Zijn episch-lyrisch gedicht Ambiorix (Brussel, 1841, in-8°,101 p.) bezorgde hem in 1843 de titel van doctor honoris causa van de Leuvense Alma Mater samen met Jan Frans Willems (1793 Boechout - Gent 1846), de promotor van de Vlaamse beweging.
Hij schreef nog meer epische gedichten en werd lid van het Brussels Taal- en Letterkundig Genootschap en voorzitter van het Taalverbond. Op 7 mei 1849 werd hij benoemd tot geassocieerd lid van de Koninklijke Academie van België[3] en in 1856 werd hij een buitenlands lid van de Berlinische Gesellschaft für deutsche Sprache. Hij was ook een van de eerste 18 leden van de in 1886 opgerichte Koninklijke Vlaamsche Academie voor Taal- en Letterkunde (nu Koninklijke Academie voor Nederlandse Taal- en Letterkunde).

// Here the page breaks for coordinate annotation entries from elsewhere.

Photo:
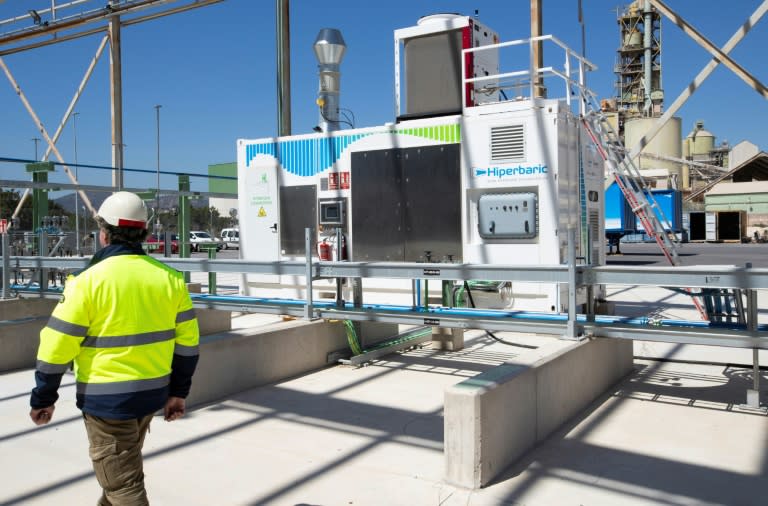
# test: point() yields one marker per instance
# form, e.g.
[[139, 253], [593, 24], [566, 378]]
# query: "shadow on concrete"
[[568, 456], [564, 456]]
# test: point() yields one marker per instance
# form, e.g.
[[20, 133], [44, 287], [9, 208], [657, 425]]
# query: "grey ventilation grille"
[[508, 143]]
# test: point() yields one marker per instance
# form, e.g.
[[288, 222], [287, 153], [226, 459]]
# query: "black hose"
[[488, 332]]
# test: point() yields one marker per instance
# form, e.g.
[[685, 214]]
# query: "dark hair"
[[122, 235]]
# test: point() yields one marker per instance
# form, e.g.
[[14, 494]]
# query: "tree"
[[208, 218], [9, 201]]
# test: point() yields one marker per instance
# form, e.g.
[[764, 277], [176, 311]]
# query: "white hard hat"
[[124, 209]]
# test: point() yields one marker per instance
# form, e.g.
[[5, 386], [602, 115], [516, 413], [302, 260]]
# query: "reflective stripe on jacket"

Nolet woonde al sinds zijn tiende jaar in België maar heeft nooit afstand gedaan van de Nederlandse nationaliteit. Hij wilde niets te maken hebben met de toenmalige politieke strijd die in 1830 leidde tot de scheuring in de Nederlanden en de vorming van België. Hij sprak of schreef nooit een woord ten gunste van de ene of de andere partij. Vanaf zijn huwelijk in 1844 woonde hij in Brussel. Zijn laatste levensjaren bracht hij door in Vilvoorde.

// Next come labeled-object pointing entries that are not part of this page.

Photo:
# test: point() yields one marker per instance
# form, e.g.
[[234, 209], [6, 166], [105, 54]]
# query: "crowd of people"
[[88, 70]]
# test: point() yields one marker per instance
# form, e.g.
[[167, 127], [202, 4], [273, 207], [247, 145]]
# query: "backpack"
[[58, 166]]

Zijn betekenis ligt in zijn strijd voor het behoud van het Nederlands, over de landsgrenzen heen. Hij was met name een tegenstander van taalparticularisme en van verfransing in Vlaanderen, maar ook van verduitsing in Nederland. Hij uitte zijn overtuigingen in polemische en soms zeer heftige geschriften, onder meer in een reeks schimpschriften tegen wat hij het West-Vlaamse taalparticularisme noemde.

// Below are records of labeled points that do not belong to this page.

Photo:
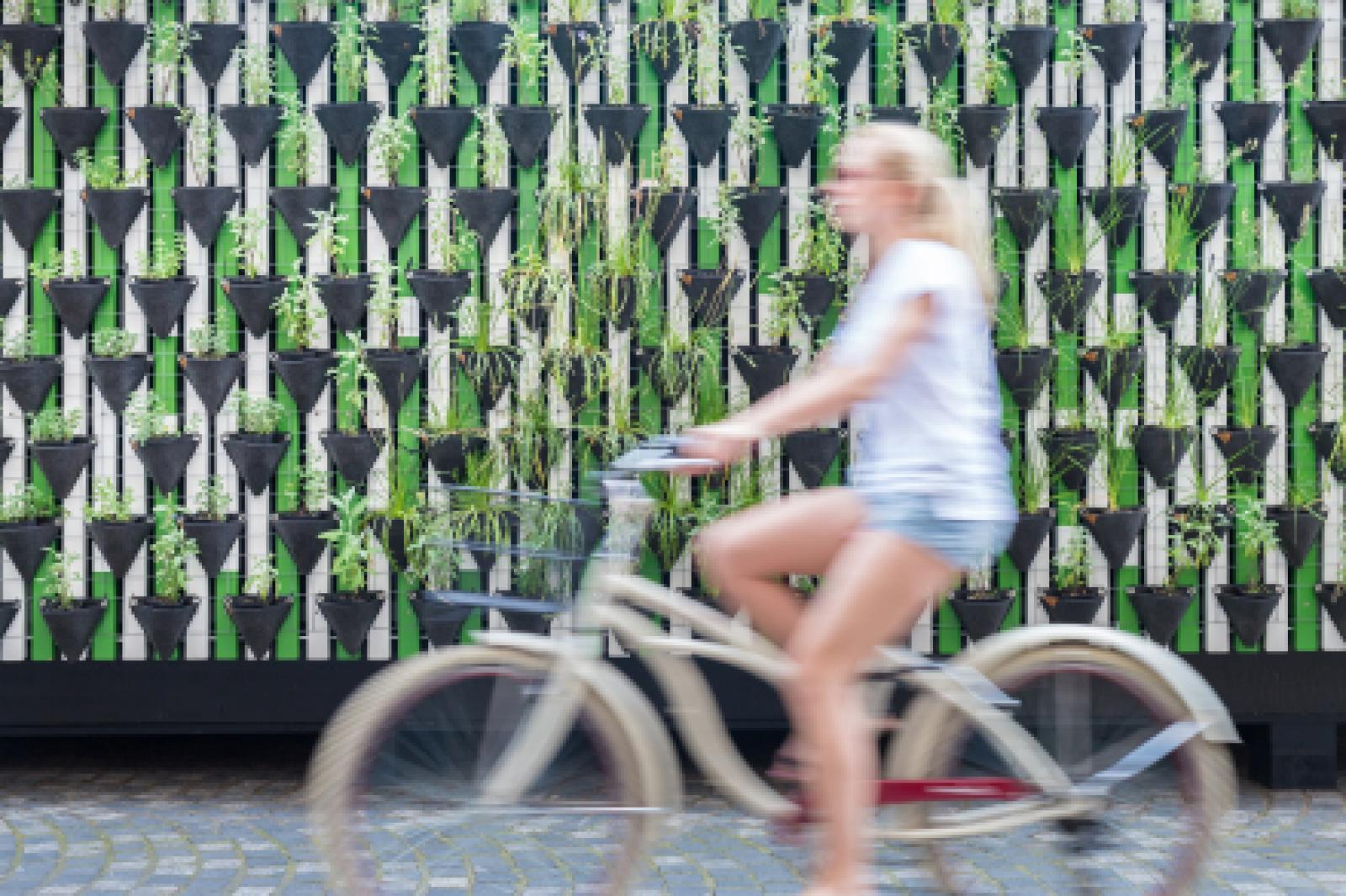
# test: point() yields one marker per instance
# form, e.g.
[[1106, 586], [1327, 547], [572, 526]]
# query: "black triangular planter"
[[764, 368], [796, 130], [1296, 530], [758, 209], [259, 623], [116, 379], [1067, 130], [1025, 373], [571, 42], [305, 374], [72, 628], [1329, 285], [935, 47], [1072, 606], [1026, 210], [204, 209], [812, 453], [1209, 368], [252, 130], [1030, 532], [442, 130], [256, 456], [1162, 294], [439, 292], [300, 536], [212, 49], [1115, 530], [395, 45], [305, 46], [1247, 124], [345, 299], [1115, 46], [27, 213], [758, 43], [114, 210], [162, 300], [76, 301], [1114, 370], [1248, 611], [159, 130], [1290, 40], [296, 206], [352, 618], [1294, 202], [527, 130], [73, 128], [982, 615], [706, 130], [347, 125], [983, 125], [1161, 130], [480, 46], [255, 299], [1245, 449], [26, 543], [396, 372], [353, 455], [1069, 295], [166, 459], [1026, 49], [485, 209], [448, 453], [1161, 610], [1327, 120], [114, 45], [165, 623], [708, 294], [62, 462], [1206, 43], [1116, 209], [1161, 449], [617, 128], [1296, 368], [670, 208], [120, 541], [215, 540], [29, 46], [1070, 453], [30, 381], [441, 619]]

Nolet bleef verder betrokken bij de distilleerderij. Zijn vader, Hubert Nolet was in zee gegaan met zijn schoonvader, Carolus J. Blankenheym, burgemeester van Rotterdam, van wie de familie al sinds 1714 een distilleerderij bezat. Na zijn vroege dood leidde de weduwe de zaak verder en kwam zich in België vestigen. Johannes nam de zaak over en werd opgevolgd door zijn zoon Charles Nolet de Brauwere (1847-1907) en zijn kleinzoon Carl-Ivan Nolet de Brauwere (1896-1967). Na Carl kwam zijn zoon Hugues Nolet de Brauwere (1929-2006) en zijn kleinzoon Gilles Nolet de Brauwere, die onder de namen C. I. Nolet & C° (CINOCO) en Palais du Vin tot op heden de familiezaak verder zet.